# Longfin Bristlenose Super Red Pleco's



## TorontoPlantMan (Aug 16, 2013)

I recently acquired 3 juvie Longfin Bristlenose Super Red Pleco's that a DRAS member had bred and got from Charlie;

I was just wondering what the best conditions to keep these fish in are? They are temporarily in a 10 gallon tank because my gudgeons will probably try to eat them so I don't want to risk that but I have other larger tanks they can go in, I'm just looking for some basic info first:

Min Tank Size:
PH:
Temp:
Diet:

etc.

Thanks in advance


----------



## Hitch (Apr 26, 2009)

You can treat them the same as the common BN (since they are the same fish after all). But the basics are:

tank: a 10 gal would be fine for them right now. Though I generally like to keep pairs or trios in 15gals at minimum.

temp: 72-77 is the accepted norm, but I have kept them at warmer temps with no ill affect

pH: normal tap water is fine, which I think in Toronto is like 7.4-7.6

Diet: more herbivorous than anything, prepared foods like NLS H2O, Hikari wafers are all fine, provide with variety. Also, as Charlie recommended, leaves of frozen brussle sprouts and snap peas (especially the husk) are good. Try to stay away from things like zucchinis (high water content, low nutrient content compared to greens).

decor: the more caves/hiding spots the better. You will notice shredded fins otherwise. Considering their delicate fins, try to find decor that wont easily shred their fins.

Husbandry: like any other fish, nothing special here. If you want them to grow better, increase the frequency of water changes.

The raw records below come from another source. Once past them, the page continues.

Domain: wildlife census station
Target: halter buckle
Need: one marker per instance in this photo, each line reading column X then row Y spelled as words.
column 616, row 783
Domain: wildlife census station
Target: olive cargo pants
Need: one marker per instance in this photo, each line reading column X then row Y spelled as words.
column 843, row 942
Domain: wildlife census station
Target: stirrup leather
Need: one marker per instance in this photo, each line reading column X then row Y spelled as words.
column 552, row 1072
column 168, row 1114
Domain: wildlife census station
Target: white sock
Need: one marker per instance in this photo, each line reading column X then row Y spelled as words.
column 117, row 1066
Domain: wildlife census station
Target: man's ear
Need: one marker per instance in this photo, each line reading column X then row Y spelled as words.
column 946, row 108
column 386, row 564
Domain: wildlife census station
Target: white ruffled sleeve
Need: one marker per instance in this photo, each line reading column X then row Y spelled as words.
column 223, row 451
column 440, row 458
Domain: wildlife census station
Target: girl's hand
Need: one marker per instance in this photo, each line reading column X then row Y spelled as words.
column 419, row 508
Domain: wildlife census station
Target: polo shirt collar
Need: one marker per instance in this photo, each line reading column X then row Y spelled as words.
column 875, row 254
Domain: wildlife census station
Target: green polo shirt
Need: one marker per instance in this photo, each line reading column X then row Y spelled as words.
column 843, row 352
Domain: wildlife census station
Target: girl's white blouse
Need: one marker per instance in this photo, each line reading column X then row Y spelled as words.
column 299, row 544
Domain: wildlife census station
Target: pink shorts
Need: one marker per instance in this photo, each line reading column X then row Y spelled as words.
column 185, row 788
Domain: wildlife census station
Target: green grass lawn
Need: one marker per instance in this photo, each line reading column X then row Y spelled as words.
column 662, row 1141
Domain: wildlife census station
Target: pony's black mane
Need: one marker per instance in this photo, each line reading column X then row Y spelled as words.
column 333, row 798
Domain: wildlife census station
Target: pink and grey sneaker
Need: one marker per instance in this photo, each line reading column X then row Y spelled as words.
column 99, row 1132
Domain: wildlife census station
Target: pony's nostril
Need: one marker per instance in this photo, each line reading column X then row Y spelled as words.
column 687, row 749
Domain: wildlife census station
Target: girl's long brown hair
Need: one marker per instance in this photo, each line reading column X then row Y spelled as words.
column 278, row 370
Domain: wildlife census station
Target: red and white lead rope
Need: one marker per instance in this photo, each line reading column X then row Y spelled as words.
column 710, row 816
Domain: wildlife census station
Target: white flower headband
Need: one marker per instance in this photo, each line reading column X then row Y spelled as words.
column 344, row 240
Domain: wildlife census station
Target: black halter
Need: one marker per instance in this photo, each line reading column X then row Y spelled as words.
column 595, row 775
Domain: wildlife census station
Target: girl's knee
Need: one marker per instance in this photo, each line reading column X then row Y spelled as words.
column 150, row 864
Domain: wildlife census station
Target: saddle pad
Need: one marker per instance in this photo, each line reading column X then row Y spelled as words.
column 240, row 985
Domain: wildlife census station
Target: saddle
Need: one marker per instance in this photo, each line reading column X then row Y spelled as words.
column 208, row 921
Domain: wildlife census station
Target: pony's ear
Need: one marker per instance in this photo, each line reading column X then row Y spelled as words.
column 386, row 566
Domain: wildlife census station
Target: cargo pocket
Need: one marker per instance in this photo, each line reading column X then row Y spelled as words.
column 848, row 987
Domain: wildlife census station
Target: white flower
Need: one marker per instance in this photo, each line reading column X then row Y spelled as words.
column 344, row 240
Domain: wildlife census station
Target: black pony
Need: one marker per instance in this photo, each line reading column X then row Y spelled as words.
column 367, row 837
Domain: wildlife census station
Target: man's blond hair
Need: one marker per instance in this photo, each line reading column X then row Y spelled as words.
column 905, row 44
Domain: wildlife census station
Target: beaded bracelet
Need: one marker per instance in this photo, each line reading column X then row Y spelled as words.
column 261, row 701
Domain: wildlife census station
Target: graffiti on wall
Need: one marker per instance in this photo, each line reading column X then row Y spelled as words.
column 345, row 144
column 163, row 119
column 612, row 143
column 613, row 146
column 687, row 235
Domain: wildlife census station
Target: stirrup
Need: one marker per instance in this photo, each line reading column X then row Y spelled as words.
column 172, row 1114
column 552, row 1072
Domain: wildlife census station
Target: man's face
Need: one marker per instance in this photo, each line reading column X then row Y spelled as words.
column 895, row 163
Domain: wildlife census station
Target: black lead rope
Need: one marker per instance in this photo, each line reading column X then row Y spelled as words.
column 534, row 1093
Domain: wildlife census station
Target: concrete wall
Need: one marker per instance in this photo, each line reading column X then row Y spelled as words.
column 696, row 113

They are a pretty hardy species.


----------



## TorontoPlantMan (Aug 16, 2013)

Hitch said:


> You can treat them the same as the common BN (since they are the same fish after all). But the basics are:
> 
> tank: a 10 gal would be fine for them right now. Though I generally like to keep pairs or trios in 15gals at minimum.
> 
> ...


Awesome thanks a ton Hitch I really appreciate that. I'm not much of a fish keeper but these guys looked cool and you couldn't pass on the price.

Thanks again


----------



## bob123 (Dec 31, 2009)

I agree with Hitch but you may also consider some driftwood in the tank as well.


----------



## TorontoPlantMan (Aug 16, 2013)

bob123 said:


> I agree with Hitch but you may also consider some driftwood in the tank as well.


I added in some driftwood as well. Stupid question but does the type of driftwood matter? malaysian, mopani, etc?


----------



## Hitch (Apr 26, 2009)

doesnt matter at all.


----------



## brycon (Aug 5, 2014)

I have bought new Malaysian and Mopani in the past and the Mopani driftwood seems to have a lot more tannins. Also, the Mopani developed white fungus all over it and took about 10 months to go away on its own.


----------



## pyrrolin (Jan 11, 2012)

I find the fungus goes away within a week. My BN plecos love my Mopani wood


----------



## bob123 (Dec 31, 2009)

If you boil the new wood it removes most of the tannins, as far as the white fungus just wipe it with your hand while in the tank and it will go away.


----------



## TorontoPlantMan (Aug 16, 2013)

Thanks for all the advice; I ended up just using Malaysian Ironwood as I'm not a fan of Mopani wood and all the diatoms it release, boiled or not. 

Pleco's are doing well!


----------